Wiki · Coverage Games

Coverage Games — replicability protocol

Quarterly events where multiple classifiers independently rate a stratified sample of coverage cells, then compare calls. The inter-rater agreement rate is the operational measurement for the "Replicable" leg of the Three Rs framework on /wiki/methodology §0. Modelled on the Institute for Replication replication-games protocol.

Event history

  • Q2 2026

    2026-05-28

    Complete

    First formal event. 12-cell stratified sample. 1 human + 1 LLM classifier. 75% inter-rater agreement on type. Process shake-out before editorial board recruitment.
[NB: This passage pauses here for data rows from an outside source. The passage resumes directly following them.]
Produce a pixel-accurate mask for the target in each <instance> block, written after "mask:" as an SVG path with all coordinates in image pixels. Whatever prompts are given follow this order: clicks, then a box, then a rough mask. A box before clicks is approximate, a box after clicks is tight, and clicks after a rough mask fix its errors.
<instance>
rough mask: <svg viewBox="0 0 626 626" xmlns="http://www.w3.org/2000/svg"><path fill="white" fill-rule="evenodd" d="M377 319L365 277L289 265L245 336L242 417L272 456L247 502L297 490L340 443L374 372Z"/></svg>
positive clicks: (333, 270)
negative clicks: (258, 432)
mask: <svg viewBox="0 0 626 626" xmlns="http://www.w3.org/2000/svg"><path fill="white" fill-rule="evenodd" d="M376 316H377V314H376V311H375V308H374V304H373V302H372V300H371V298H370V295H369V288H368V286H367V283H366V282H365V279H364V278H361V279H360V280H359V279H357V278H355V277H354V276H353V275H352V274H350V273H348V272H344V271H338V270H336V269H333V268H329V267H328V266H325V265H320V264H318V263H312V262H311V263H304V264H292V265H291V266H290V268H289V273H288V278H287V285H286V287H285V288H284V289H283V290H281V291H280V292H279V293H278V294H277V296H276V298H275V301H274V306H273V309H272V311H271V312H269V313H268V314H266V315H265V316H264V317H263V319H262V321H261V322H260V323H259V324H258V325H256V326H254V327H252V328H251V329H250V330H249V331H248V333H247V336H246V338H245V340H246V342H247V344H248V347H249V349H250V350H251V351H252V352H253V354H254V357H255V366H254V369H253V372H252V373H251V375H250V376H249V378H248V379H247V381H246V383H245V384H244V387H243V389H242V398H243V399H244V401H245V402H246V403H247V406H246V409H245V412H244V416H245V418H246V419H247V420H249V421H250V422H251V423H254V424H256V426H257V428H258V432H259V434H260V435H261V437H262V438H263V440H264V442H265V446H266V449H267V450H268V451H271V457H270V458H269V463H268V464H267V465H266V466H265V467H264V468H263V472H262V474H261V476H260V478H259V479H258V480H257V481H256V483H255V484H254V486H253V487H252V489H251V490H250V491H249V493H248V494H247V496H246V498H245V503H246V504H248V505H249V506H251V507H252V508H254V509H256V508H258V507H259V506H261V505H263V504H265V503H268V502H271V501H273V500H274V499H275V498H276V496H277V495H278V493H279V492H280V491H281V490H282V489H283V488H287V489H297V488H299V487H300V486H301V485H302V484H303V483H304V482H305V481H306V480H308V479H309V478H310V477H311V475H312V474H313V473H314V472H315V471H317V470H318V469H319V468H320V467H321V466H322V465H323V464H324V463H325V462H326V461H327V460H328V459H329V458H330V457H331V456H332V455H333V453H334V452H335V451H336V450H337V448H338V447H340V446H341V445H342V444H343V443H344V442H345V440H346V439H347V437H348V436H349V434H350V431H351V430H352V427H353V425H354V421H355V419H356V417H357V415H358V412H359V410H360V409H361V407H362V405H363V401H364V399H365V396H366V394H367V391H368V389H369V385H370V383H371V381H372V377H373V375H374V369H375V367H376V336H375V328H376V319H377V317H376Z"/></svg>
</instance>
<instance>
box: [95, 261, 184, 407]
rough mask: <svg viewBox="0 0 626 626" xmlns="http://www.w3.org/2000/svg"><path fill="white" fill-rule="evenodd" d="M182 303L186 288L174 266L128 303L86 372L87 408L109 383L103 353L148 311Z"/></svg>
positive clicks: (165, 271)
    Full record: /wiki/coverage-games/2026-q2

  • Q3 2026

    Scheduled September 2026

    Gated by board recruitment

    Target ≥50 cells with ≥3 named human classifiers. Gated by editorial-board recruitment (currently 1 of 6 slots filled).

  • Q4 2026

    Scheduled December 2026

    Gated by board recruitment

    Target ≥100 cells with editorial board fully in formation. First event whose result is expected to be peer-review defensible.

Protocol summary

  1. Sampling: stratified sample of the coverage matrix (mix of high-confidence, medium-confidence, and untagged cells; spans multiple topic kinds and jurisdictions).
  2. Blind classification: each classifier reads the primary source and produces a type + confidence call before seeing the existing catalog state.
  3. Calibration: blind calls are compared against the catalog. Disagreements get a written resolution rationale.
  4. Public record:the full event — participants, COI disclosures, blind calls, resolutions, metrics, limitations — is published as a wiki article (e.g., /wiki/coverage-games/2026-q2).
  5. Follow-ups: the catalog is updated based on resolutions; rubric ambiguities surfaced by disagreements are added to a forthcoming rubric document.

Full protocol document: docs/coverage-games-process.md in the public repository.